TSC is constructed from:

- `List<Node> variables`
- `CovarianceMatrix cov`

Internally, the covariance is converted to a correlation matrix and the
sample size `n` is read from `cov.getSampleSize()`.

### Output

- `Map<Set<Integer>, Integer> clusterToRank`

Each entry:

- Key: a cluster (set of integer indices into the original variable list).
- Value: the estimated cross-rank at the boundary with the rest of the
  variables.
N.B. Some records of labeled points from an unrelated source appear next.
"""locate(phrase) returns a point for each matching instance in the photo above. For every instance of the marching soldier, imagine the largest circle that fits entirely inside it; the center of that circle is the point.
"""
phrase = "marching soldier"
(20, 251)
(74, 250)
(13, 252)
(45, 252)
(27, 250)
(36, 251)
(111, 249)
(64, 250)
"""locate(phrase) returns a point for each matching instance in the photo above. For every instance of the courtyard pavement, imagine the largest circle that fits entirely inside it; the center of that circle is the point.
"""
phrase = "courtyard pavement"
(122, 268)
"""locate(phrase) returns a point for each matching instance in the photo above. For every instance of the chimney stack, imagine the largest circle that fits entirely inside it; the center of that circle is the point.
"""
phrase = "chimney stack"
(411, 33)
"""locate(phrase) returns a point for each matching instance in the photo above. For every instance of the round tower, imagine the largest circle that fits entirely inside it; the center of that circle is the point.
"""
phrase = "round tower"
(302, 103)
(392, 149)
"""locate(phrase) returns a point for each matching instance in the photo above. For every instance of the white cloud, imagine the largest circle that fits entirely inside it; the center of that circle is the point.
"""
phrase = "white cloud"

For single-latent clusters this is typically `1`.

In the GUI and wrapper algorithms, these indices are converted back to variable
names and used to define latent-indicator blocks.

---

## Key parameters

These are set on the `Tsc` object before calling `findClusters()`:

| Parameter | Method | Meaning |
|-----------|--------|---------|
| `alpha` | `setAlpha(double)` | Significance level for Wilks rank tests. Lower values make rank increases/decreases harder to accept. |
| `nEff` | `setEffectiveSampleSize(int)` | Effective sample size. Use `-1` (default) to fall back to `cov.getSampleSize()`. Important if your covariance comes from a transformed or weighted sample. |
| `rMax` | `setRmax(int)` | Maximum rank to consider. The search runs ranks `0` through `rMax`. Defaults to `3`. |
| `minRedundancy` | `setMinRedundancy(int)` | Minimum extra indicators beyond `r + 1` required for a cluster to be accepted. Clusters must satisfy `|C| >= r + 1 + minRedundancy`. |
| `verbose` | `setVerbose(boolean)` | If `true`, logs detailed progress and rank decisions via `TetradLogger`. |

---

## Practical guidance

- **Alpha scheduling.** For large samples, consider an `n`-dependent `alpha`
  (for example `alpha = 1 / log n`) or an information-criterion-based cutoff to
  control false rank changes.
- **Redundancy.** Set `minRedundancy >= 1` to avoid unstable clusters of size
  exactly `r + 1`, which cannot be cross-checked internally.
- **Effective sample size.** If your covariance comes from:
    - weighted data,
    - time-series with autocorrelation, or
    - a pre-averaged dataset,

  adjust `nEff` accordingly to avoid overly optimistic rank tests.
- **NOLAC limitation.** This implementation enforces disjoint clusters. If your
  theory requires indicators to belong to multiple factors, TSC in its current
  form is not appropriate.

---

## Limitations

- Designed for linear-Gaussian models; non-Gaussian data can still work but the
  Wilks-based rank test may be less well calibrated.
- Assumes pure measurement and no overlapping clusters. Violation of these
  assumptions can fragment or merge clusters in undesirable ways.
- Sensitive to sampling noise when:
    - sample sizes are small, or
    - true cross-ranks are close to the decision boundary.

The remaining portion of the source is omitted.